Here, however, the solution runs into practical hurdles. How will nations that are already running on a tight budget be supposed to finance such a large social program? After all, raising the wages for over a million miners would require substantial financial investment. While this solution may not pertain to each individual nation–and nations should therefore seek a source of funding that best suits their own socio-political environment– one effective solution could be using public diamond profits to fuel this solution. In Zimbabwe, for example, approximately 15 billion USD of diamond profits for the Government was misappropriated and used to line the pockets of the elite rather than enter the national treasury (GlobalWitness). This amount of money could likely cover the cost of a minimum wage program. In order to overcome the barrier of corruption, it is recommended that all readers of this article write a strongly-worded and thoroughly spell checked email to corrupt governments of certain diamond producing nations, which could potentially result in a change of heart for the politicians who would then opt to fund the minimum wage program. Another means of persuasion would be the use of violent threats through email, which must certainly also be rigorously spell checked, though this venue of change is less likely to be fruitful.

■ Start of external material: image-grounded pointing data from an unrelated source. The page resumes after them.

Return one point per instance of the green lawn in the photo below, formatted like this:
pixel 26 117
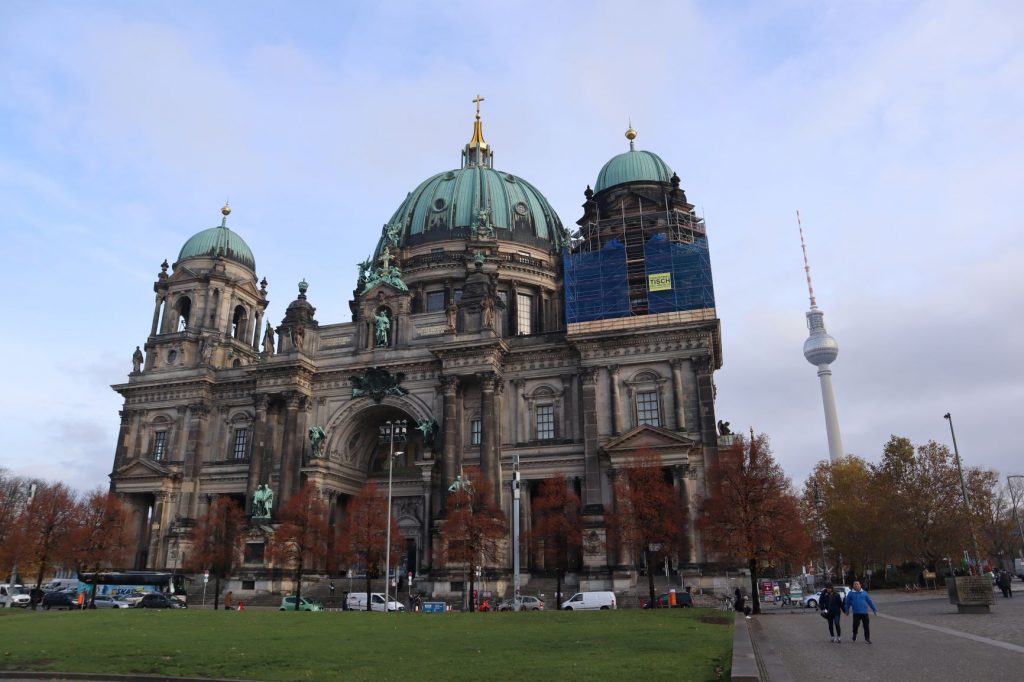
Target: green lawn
pixel 683 644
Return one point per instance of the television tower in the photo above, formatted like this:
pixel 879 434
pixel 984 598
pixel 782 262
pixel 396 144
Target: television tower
pixel 820 349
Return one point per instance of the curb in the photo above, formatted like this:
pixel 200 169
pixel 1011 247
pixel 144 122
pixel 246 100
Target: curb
pixel 744 664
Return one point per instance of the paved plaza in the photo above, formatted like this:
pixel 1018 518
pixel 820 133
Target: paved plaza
pixel 918 636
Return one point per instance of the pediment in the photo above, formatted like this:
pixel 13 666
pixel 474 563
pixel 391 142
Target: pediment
pixel 646 436
pixel 141 469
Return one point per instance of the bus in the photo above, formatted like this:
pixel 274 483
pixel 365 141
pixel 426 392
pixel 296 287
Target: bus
pixel 131 585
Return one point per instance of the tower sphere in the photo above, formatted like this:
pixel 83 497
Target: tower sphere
pixel 820 349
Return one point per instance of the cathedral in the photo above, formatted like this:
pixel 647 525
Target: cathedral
pixel 483 332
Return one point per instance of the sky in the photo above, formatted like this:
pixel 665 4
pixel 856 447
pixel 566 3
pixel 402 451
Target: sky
pixel 896 128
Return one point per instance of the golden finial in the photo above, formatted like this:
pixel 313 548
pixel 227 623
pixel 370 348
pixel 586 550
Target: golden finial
pixel 477 140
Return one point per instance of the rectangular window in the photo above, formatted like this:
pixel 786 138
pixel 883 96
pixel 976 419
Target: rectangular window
pixel 523 313
pixel 241 440
pixel 435 301
pixel 647 409
pixel 545 422
pixel 160 445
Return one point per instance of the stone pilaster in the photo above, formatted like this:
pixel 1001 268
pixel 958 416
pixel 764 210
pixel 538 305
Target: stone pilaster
pixel 256 450
pixel 616 403
pixel 488 437
pixel 678 396
pixel 450 464
pixel 592 466
pixel 287 484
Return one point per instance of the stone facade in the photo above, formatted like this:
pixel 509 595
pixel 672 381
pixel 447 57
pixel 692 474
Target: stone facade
pixel 475 348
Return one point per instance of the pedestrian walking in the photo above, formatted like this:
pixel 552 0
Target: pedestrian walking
pixel 859 601
pixel 1004 581
pixel 832 610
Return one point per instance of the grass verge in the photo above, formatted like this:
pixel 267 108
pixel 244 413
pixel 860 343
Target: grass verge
pixel 677 644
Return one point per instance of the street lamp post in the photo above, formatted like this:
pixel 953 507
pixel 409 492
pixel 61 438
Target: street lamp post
pixel 821 533
pixel 391 428
pixel 967 500
pixel 515 531
pixel 1016 485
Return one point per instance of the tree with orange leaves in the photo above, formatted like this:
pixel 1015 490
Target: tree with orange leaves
pixel 752 512
pixel 44 528
pixel 301 538
pixel 217 541
pixel 475 525
pixel 364 536
pixel 101 538
pixel 557 525
pixel 649 517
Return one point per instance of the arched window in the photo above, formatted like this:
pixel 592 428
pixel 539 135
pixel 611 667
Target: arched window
pixel 239 323
pixel 184 310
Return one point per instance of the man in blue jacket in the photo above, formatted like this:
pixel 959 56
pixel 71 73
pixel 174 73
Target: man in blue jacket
pixel 859 601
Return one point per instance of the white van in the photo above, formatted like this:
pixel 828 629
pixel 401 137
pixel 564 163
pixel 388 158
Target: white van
pixel 590 600
pixel 356 601
pixel 58 584
pixel 13 595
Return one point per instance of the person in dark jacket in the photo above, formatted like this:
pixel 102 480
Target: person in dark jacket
pixel 1004 582
pixel 832 608
pixel 859 601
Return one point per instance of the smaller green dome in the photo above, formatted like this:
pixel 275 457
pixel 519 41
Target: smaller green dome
pixel 633 166
pixel 218 242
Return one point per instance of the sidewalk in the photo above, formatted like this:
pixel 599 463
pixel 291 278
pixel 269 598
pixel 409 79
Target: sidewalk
pixel 914 637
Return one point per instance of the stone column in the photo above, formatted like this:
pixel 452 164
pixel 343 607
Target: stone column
pixel 704 368
pixel 121 450
pixel 679 397
pixel 488 435
pixel 156 314
pixel 198 417
pixel 450 385
pixel 289 450
pixel 258 331
pixel 592 466
pixel 516 408
pixel 256 450
pixel 616 403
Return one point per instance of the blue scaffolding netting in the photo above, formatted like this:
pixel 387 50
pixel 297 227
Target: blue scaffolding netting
pixel 677 278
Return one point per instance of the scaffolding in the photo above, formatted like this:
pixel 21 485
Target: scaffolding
pixel 644 263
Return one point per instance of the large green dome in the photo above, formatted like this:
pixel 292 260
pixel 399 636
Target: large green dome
pixel 218 242
pixel 633 166
pixel 452 202
pixel 475 199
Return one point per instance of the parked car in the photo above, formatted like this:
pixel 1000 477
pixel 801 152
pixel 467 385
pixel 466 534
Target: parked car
pixel 683 600
pixel 812 600
pixel 526 603
pixel 107 601
pixel 356 601
pixel 288 604
pixel 64 600
pixel 14 595
pixel 590 600
pixel 159 600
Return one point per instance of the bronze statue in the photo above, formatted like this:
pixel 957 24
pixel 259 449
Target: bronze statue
pixel 268 340
pixel 383 328
pixel 316 438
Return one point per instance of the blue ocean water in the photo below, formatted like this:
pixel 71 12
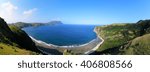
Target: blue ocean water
pixel 63 34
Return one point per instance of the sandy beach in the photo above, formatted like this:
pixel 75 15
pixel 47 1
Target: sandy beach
pixel 83 49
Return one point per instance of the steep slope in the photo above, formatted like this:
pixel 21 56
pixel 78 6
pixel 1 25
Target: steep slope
pixel 125 38
pixel 14 38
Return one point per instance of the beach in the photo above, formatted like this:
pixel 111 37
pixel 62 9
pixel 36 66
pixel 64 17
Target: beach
pixel 83 49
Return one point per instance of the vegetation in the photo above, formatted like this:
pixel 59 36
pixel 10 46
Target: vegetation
pixel 125 38
pixel 6 49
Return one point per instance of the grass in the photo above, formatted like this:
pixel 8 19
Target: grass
pixel 123 39
pixel 116 34
pixel 6 49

In order to protect the precious children and workers of impoverished nations, who are suffering tremendously under horrendous living conditions, it is imperative that they be granted a living wage. Even though this Government intervention would likely result in inefficiency, this could be fixed through a subsidy funded by the recuperation of misappropriated diamond funds, which were actually originally earned by the workers themselves. Essentially, the proposition and entirety of this article boils down to this: give the miners back their money because they could use it.
"Digging in the Dirt": Child Miners in Sierra Leone's Diamond Industry. International Human Rights Clinic, 2009.
“Labor & Community.” Brilliant Earth, www.brilliantearth.com/conflict-diamond-child-labor/.
“Leave No Stone Unturned: Transforming Zimbabwe's Marange Diamond Sector through Extensive Transparency Reforms.” Global Witness, www.globalwitness.org/en/campaigns/conflict-diamonds/leave-no-stone-unturned/.
Sullivan, J. Courtney. “How Diamonds Became Forever.” The New York Times, 3 May 2013, www.nytimes.com/2013/05/05/fashion/weddings/how-americans-learned-to-love-diamonds.html.